Multi-assets best way to hedge against Middle east geopolitical risks

Multi-assets best way to hedge against Middle east geopolitical risks

Multi-asset funds remain the most popular way to hedge against geopolitical risks such as the Middle East Crisis, according to a latest FTAdviser Talking Point poll. 

The poll asked advisers the following question: “What type of global fund is safest in light of Middle East tensions?”

Almost one in two (47 per cent) said investing in multi-asset funds was the best approach to hedge against geopolitical risks. 

Another 41 per cent said investing in various exchange traded funds could reduce risks, so long as the ETF contains a diverse range of asset classes. 

No adviser recommended thought investing in futures would reduce risks, while about 11 per cent recommended investing in mutual funds as a way to protect their exposure from market volatility 

Global markets have faced a high degree of turmoil recently after the US killed Iranian commander General Soleimani on January 3. 

Iran subsequently conceded that it shot down the Ukrainian International Airlines passenger that came down last week shortly after take-off from Tehran, defying initial claims that the flight came down due to technical failure. 

Global crude, a key commodity and indicator of economic health may also be affected due to ongoing tensions, as much of the world’s oil supply goes through the Strait of Hormuz, and growing tensions could lead to lower supply and higher prices, prompting concerns on how investors can protect portfolios. 

Matthieu Guignard, global head of product development and capital markets at Amundi ETF, Indexing and Smart Beta, said: "In a context characterised by high geopolitical risk, allocating defensively could help reduce portfolio volatility.”

He explained investors could opt for ETFs to add some factor exposure to their equity allocation, by selecting the most defensive factors such as Min Volatility or Quality, that can help reduce the impact of market volatility on portfolio performance.
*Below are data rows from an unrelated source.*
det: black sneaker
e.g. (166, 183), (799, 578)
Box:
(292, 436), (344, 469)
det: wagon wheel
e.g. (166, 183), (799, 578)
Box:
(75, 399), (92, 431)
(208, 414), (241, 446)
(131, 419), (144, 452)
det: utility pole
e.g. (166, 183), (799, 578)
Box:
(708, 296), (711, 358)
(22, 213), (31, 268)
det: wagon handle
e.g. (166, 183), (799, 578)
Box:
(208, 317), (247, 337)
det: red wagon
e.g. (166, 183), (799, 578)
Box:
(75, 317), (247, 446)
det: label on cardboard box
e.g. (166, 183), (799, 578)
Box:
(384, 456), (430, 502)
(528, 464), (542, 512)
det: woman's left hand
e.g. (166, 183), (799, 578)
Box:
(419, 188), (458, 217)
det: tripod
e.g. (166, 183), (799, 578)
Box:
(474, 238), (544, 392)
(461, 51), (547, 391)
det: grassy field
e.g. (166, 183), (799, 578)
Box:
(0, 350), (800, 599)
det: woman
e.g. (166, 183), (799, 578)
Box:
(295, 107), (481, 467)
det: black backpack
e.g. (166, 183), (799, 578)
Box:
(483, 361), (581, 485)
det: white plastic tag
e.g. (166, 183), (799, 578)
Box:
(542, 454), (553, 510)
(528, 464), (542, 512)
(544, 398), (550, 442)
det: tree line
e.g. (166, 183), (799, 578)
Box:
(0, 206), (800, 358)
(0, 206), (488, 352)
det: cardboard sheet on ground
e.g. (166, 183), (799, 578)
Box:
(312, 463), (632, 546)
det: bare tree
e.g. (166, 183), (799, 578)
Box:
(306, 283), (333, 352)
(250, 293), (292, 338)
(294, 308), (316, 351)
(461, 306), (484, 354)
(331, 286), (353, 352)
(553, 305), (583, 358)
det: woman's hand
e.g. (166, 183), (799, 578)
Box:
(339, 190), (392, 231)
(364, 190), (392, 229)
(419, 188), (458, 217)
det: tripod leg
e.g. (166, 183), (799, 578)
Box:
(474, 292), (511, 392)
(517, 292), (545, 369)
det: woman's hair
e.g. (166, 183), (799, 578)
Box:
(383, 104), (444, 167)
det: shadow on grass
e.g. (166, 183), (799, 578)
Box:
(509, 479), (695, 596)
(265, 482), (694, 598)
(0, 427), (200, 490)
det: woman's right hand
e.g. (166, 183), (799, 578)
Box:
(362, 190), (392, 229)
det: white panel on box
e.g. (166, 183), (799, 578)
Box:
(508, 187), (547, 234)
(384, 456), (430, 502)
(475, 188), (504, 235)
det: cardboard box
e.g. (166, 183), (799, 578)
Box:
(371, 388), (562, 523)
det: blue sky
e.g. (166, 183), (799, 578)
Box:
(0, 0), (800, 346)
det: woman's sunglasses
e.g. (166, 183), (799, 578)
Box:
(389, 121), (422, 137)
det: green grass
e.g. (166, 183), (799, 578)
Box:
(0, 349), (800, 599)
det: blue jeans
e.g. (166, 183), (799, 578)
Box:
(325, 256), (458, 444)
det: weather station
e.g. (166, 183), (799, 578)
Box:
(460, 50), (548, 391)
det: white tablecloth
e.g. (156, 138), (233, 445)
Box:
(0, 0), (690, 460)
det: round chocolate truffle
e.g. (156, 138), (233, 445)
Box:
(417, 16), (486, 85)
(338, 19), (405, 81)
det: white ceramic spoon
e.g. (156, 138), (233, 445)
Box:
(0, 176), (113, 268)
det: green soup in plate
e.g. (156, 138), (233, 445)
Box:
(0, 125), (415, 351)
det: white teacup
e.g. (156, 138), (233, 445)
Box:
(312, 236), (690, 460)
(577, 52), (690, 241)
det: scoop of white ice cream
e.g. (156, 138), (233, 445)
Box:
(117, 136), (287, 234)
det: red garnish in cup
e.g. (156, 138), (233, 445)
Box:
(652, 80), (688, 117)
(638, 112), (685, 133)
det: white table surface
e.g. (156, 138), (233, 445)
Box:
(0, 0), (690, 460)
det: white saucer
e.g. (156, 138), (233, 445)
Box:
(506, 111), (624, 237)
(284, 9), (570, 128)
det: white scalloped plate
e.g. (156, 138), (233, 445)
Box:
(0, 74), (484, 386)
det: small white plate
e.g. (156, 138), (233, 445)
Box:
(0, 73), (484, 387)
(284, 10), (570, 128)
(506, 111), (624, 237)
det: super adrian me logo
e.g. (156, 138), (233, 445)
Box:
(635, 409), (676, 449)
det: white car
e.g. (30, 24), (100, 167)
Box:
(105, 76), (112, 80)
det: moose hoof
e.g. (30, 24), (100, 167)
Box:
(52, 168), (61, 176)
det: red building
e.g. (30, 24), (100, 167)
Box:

Mr Guignard added: “In fixed income they can turn to short maturities and US Treasuries or, if they fear some inflation risk due to a potential rise in oil prices, they could decide to select floating rate notes ETFs.”

Sanjiv Shah, chief investment officer at Sun Global Investments explained multi-asset funds are useful in mitigating risks because they usually tend to have exposure to 2-4 asset classes. 

"The Middle East tensions may cause equities to fall but in a balanced [multi-asset] fund bonds may go up especially if there is exposure to commodities.”